## Binary Sentiment Prediction

In [2]:
import pandas as pd
import numpy as np

In [3]:
yelp_df = pd.read_csv('data/yelp_revs.csv')

In [4]:
yelp_df.head()

Unnamed: 0,author,datePublished,reviewRating,description,name
0,Jess S.,2021-07-05,5,Everything from the atmosphere to the service ...,MILA Plant-Based
1,Arlene B.,2021-10-03,4,You dont have to be vegan to appreciate the fo...,MILA Plant-Based
2,Poonam M.,2021-08-08,4,This the old Juniper so the layout is the same...,MILA Plant-Based
3,Suzan L.,2021-06-26,1,Very disappointing experience The Sakura cockt...,MILA Plant-Based
4,Sangeetha M.,2021-05-05,4,I ordered for delivery so I cant comment on th...,MILA Plant-Based


Since we're doing binary sentiment prediction, we need to place the numerical ratings into two categories: 'good' and 'bad'

In [5]:
def sentiment(rating):
    if rating > 3:
        return 'good'
    else:
        return 'bad'

In [7]:
yelp_df['reviewSentiment'] = yelp_df['reviewRating'].apply(sentiment)
yelp_df.head()

Unnamed: 0,author,datePublished,reviewRating,description,name,reviewSentiment
0,Jess S.,2021-07-05,5,Everything from the atmosphere to the service ...,MILA Plant-Based,good
1,Arlene B.,2021-10-03,4,You dont have to be vegan to appreciate the fo...,MILA Plant-Based,good
2,Poonam M.,2021-08-08,4,This the old Juniper so the layout is the same...,MILA Plant-Based,good
3,Suzan L.,2021-06-26,1,Very disappointing experience The Sakura cockt...,MILA Plant-Based,bad
4,Sangeetha M.,2021-05-05,4,I ordered for delivery so I cant comment on th...,MILA Plant-Based,good


In [9]:
yelp_df['reviewSentiment'].value_counts()

good    471
bad     115
Name: reviewSentiment, dtype: int64

There is an imbalance in class distribution so we will need to address that during training

### Data Splits

In [10]:
from sklearn.model_selection import (
    GridSearchCV,
    cross_val_score,
    cross_validate,
    train_test_split,
    RandomizedSearchCV
)

In [11]:
X_train, X_test, y_train, y_test = train_test_split(yelp_df['description'], yelp_df['reviewSentiment'])

In [None]:
#!pip install --user pandas_profiling

In [None]:
#from pandas_profiling import ProfileReport

#train_good = yelp_df.query('reviewSentiment == "good"')
#train_bad = yelp_df.query('reviewSentiment == "bad"')

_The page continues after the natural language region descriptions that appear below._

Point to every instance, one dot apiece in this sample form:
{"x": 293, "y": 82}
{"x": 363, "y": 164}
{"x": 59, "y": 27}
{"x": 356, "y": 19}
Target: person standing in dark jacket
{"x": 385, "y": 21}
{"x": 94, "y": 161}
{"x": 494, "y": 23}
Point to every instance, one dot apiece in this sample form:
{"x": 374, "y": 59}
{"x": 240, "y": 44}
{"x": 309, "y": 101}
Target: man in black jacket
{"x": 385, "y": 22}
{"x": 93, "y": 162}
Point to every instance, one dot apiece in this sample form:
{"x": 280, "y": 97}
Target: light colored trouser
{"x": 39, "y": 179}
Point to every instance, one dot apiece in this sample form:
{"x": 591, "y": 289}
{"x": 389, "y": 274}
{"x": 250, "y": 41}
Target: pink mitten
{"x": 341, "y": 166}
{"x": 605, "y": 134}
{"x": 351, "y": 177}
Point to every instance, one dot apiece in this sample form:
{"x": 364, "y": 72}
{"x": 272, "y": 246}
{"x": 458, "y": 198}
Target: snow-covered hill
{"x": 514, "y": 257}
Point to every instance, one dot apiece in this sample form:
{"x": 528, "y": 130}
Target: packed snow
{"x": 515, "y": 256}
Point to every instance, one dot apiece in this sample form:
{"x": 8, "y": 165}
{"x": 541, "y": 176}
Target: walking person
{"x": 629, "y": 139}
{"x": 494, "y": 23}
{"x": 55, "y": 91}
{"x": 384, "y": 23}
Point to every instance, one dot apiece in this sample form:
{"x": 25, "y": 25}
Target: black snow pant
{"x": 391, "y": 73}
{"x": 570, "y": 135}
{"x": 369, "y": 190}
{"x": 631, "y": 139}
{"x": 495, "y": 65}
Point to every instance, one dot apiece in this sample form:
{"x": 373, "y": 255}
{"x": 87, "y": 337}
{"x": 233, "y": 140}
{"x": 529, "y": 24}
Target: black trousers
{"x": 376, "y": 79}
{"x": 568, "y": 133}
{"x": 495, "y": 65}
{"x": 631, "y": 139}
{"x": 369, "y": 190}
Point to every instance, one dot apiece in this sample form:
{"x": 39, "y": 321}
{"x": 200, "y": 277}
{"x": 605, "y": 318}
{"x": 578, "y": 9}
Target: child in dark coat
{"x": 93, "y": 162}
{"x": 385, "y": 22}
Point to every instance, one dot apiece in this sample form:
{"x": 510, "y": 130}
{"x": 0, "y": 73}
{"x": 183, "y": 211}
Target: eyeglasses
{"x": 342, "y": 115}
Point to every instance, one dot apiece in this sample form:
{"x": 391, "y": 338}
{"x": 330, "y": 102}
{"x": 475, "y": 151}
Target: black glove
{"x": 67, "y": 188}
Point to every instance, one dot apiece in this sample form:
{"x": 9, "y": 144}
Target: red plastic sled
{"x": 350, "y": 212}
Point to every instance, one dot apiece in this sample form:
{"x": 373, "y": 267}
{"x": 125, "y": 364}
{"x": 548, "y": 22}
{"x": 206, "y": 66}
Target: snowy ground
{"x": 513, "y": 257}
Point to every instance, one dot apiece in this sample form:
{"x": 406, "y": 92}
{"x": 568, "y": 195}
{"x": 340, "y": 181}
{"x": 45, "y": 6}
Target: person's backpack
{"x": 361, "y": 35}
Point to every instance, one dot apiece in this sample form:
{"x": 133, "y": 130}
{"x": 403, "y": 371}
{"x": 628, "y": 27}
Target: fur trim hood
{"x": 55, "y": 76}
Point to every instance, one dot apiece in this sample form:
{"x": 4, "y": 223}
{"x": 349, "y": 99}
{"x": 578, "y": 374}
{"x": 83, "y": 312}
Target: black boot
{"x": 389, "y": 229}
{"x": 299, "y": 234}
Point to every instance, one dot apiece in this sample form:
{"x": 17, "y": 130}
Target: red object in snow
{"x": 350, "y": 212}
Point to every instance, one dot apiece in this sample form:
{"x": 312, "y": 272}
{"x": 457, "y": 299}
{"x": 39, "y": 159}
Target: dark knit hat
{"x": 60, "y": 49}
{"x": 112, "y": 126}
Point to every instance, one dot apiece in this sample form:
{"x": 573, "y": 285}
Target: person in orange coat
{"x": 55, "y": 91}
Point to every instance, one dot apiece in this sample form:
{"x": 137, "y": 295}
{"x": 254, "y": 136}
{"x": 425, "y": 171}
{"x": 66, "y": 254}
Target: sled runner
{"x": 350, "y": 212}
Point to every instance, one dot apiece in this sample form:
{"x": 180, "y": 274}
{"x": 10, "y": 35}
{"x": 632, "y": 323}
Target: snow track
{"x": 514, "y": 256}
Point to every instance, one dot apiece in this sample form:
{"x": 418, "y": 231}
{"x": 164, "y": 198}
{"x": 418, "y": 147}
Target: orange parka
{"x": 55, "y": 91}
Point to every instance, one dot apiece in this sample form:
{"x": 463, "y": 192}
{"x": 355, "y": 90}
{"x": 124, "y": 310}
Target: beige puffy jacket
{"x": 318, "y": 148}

#good_profile = ProfileReport(train_good, title="Pandas Profiling Report")
#good_profile.to_notebook_iframe()

### Model Building

In [14]:
import re
import sys
from hashlib import sha1

import matplotlib.pyplot as plt
import numpy as np
import pandas as pd

# Autograding
#import tests_lab4
from sklearn.dummy import DummyClassifier
from sklearn.feature_extraction.text import CountVectorizer
from sklearn.linear_model import LogisticRegression

# train test split and cross validation
from sklearn.naive_bayes import MultinomialNB
from sklearn.pipeline import Pipeline, make_pipeline
from sklearn.svm import SVC
from sklearn.tree import DecisionTreeClassifier

In [15]:
def store_cross_val_results(model_name, scores, results_dict):
    """
    Stores mean scores from cross_validate in results_dict for
    the given model model_name.

    Parameters
    ----------
    model_name :
        scikit-learn classification model
    scores : dict
        object return by `cross_validate`
    results_dict: dict
        dictionary to store results

    Returns
    ----------
        None

    """
    results_dict[model_name] = {
        "mean_train_accuracy": "{:0.4f}".format(np.mean(scores["train_score"])),
        "mean_valid_accuracy": "{:0.4f}".format(np.mean(scores["test_score"])),
        "mean_fit_time (s)": "{:0.4f}".format(np.mean(scores["fit_time"])),
        "mean_score_time (s)": "{:0.4f}".format(np.mean(scores["score_time"])),
        "std_train_score": "{:0.4f}".format(scores["train_score"].std()),
        "std_valid_score": "{:0.4f}".format(scores["test_score"].std()),
    }

#### Dummy Classifier

In [17]:
results_dict = {}
dummy = DummyClassifier()
scores = cross_validate(dummy, X_train, y_train, n_jobs=-1, return_train_score=True)
store_cross_val_results("Dummy", scores, results_dict)
pd.DataFrame(results_dict).T

Unnamed: 0,mean_fit_time (s),mean_score_time (s),mean_train_accuracy,mean_valid_accuracy,std_train_score,std_valid_score
Dummy,0.002,0.0014,0.6657,0.6969,0.0097,0.0402


#### Other Models

In [19]:
models = {
    "Decision Tree": DecisionTreeClassifier(class_weight='balanced'),
    "RBF SVM": SVC(class_weight='balanced'),
    "Naive Bayes": MultinomialNB(),
    "Logistic Regression": LogisticRegression(max_iter=2000, class_weight='balanced'),
}

for model_name, model in models.items():
    pipe = make_pipeline(CountVectorizer(), model)
    scores = cross_validate(pipe, X_train, y_train, return_train_score=True, n_jobs=-1)
    store_cross_val_results(model_name, scores, results_dict)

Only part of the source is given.